Pierre Lavoie, postdoctorant, Université du Québec à Montréal et Yale University

En décembre 1936, le crooner Rudy Vallée, vedette de la radio américaine, débarque au Mount Royal Hotel pour une série de spectacles, accompagné de ses Connecticut Yankees et d’une troupe d’artistes de variétés. La campagne publicitaire diffusée dans les médias francophones et anglophones repose sur l’idée que Vallée, le fils d’un Franco-Américain de la Nouvelle-Angleterre, est de retour chez les siens. Or, il s’agit de la première visite de Vallée à Montréal, lui qui avait jusqu’alors évité de miser sur son ethnicité pour promouvoir sa personnalité publique. Or, la campagne construite autour de l’événement que représente la venue de Vallée  par Colin A. Gravenor, relationniste, et par Vernon G. Cardy, gérant du Mount Royal Hotel, obtient un succès mitigé.

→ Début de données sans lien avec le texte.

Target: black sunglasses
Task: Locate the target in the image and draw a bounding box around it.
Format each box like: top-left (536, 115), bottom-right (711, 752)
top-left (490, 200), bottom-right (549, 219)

Cet échec doit être compris à la lumière d’un contexte transnational et de critères d’évaluation esthétiques et identitaires conflictuels. C’est que Vallée est à l’époque un porte-étendard de l’américanisation culturelle au Québec, mais est lui-même le produit d’une tout autre forme d’américanisation, celle des migrants et de leurs descendants établis aux États-Unis à la fin du 19e siècle et contraints à s’intégrer à la culture nationale américaine.